Once on the ground and shutdown at 8:38pm, the medical team faced a chaotic and confronting scene with police, SES, volunteer firefighters, and ambulance crews on scene. A patient had unfortunately passed away shortly after being extricated and another was still trapped.

Whilst we were on scene, the forecast for the Adelaide area was updated, and we were likely to encounter thunderstorms during our return leg, with an associated requirement to carry additional fuel for the poor weather. As time on scene extended to hours, we continued reassessing the weather, planned multiple contingencies, and continually reviewed our options with the medical team.

I recalculated fuel.

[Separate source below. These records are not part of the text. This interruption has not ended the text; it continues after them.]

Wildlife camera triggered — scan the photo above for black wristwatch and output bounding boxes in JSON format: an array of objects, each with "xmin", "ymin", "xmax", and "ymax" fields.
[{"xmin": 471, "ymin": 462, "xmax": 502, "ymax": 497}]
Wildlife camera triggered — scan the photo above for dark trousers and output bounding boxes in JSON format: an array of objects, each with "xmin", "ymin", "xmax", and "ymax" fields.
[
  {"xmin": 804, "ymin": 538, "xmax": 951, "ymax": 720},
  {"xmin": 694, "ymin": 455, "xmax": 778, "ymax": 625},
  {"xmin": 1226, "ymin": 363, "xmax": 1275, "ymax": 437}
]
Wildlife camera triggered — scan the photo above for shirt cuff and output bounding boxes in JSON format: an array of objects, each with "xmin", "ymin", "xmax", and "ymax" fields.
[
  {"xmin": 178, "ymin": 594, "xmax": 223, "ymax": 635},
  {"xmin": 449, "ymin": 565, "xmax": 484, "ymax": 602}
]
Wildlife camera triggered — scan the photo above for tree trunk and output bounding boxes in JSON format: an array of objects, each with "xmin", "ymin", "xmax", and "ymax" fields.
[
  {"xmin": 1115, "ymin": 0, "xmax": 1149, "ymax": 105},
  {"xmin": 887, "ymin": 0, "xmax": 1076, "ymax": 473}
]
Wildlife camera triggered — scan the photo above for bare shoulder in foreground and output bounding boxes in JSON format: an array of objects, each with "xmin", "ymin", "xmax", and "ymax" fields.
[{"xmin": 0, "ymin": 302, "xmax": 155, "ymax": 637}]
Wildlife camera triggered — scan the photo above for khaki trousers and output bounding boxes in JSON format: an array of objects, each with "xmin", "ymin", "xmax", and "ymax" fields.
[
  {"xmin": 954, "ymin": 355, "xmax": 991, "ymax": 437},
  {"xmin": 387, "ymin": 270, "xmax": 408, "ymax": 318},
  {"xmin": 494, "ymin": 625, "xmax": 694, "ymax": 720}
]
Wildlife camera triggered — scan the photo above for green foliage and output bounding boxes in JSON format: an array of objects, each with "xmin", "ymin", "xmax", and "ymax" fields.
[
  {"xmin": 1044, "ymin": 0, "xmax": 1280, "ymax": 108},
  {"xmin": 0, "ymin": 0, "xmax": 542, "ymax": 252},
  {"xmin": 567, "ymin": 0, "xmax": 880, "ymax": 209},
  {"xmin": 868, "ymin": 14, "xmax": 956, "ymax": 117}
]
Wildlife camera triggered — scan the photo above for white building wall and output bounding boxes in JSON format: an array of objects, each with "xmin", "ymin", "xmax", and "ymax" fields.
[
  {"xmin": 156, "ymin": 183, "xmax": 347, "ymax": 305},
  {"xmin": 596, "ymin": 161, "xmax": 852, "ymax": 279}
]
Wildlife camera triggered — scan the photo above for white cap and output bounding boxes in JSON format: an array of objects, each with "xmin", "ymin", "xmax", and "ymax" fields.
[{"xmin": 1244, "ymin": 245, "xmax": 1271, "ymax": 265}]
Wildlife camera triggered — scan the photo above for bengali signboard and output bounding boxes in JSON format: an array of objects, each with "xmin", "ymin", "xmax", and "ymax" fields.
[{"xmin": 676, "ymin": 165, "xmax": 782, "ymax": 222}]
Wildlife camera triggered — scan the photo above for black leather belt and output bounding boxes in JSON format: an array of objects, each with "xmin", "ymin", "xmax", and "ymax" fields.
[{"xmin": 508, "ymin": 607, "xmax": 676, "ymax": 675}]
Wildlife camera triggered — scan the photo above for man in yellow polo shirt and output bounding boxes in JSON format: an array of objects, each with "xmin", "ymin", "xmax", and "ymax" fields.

Fortunately, we had above the minimum required to legally depart for Adelaide, however, we now faced the possibility of thunderstorms.

“Never fly an aircraft somewhere that you haven’t already flown to in your mind,” I reminded myself.

I discussed options with the crew; we needed to stabilise the patient and be on our way before storms either grounded us at the scene, forced us to land on the way back or delayed our landing at the Royal Adelaide Hospital.

Finally departing at 10:25pm, we conducted a low-level return using NVIS (night vision imaging system) to remain clear of cloud and in visual contact with the ground.

Continual updates passed between the medical team, aircrew and the Emergency Operations Centre as the situation changed.

Diverting east to avoid storms would ensure the aircraft’s safety but delay the patient’s arrival at the Royal Adelaide Hospital while diverting to Lyell McEwen Hospital in northeastern Adelaide was also an option.

Fortunately, minimal manoeuvring was required, and we landed at Royal Adelaide Hospital Helipad at 10:56pm and handed over the patient to the medical team waiting on the ground.

We held a ‘hot debrief’ on the helipad to discuss the technical aspects of the job, review our weather decisions and check in with each other after the confronting scene we had faced. I consider this debrief a vital part of the mission process in aeromedical operations.

During a task, aircrew need to make numerous operational decisions to ensure the safety of the aircraft and crew, especially when faced with adverse weather or complex incident scenes.

These decisions need to be communicated appropriately to the medical crew to ensure they are aware of any operational limitations that may affect the mission and, ultimately, the provision of care to the patient.

These tasks can be stressful as a patient’s life is often at stake, and pre-planning, rapid decision making and open communication between all on board make all the difference when stress is elevated and emotions are running high.

As aeromedical crews, it is vital that we support each other. The psychological benefits of a supportive team can’t be overestimated.

Shaun Willson is an EMS Pilot at Babcock Australia. Shaun served in the Australian Army Aviation Corps for 17 years as a helicopter pilot in various roles and was deployed numerous times to Bougainville and to Banda Aceh following the 2004 Boxing Day Tsunami.

After leaving the Army, Shaun joined Australian Helicopters (now Babcock) as a pilot on the South Australian State Rescue Helicopter Service (SRHS) contract. In 2017, Shaun made a career change and joined the South Australian Metropolitan Fire Service as a full-time firefighter. He continues to fly with Babcock in a part-time capacity as a pilot on the SRHS contract.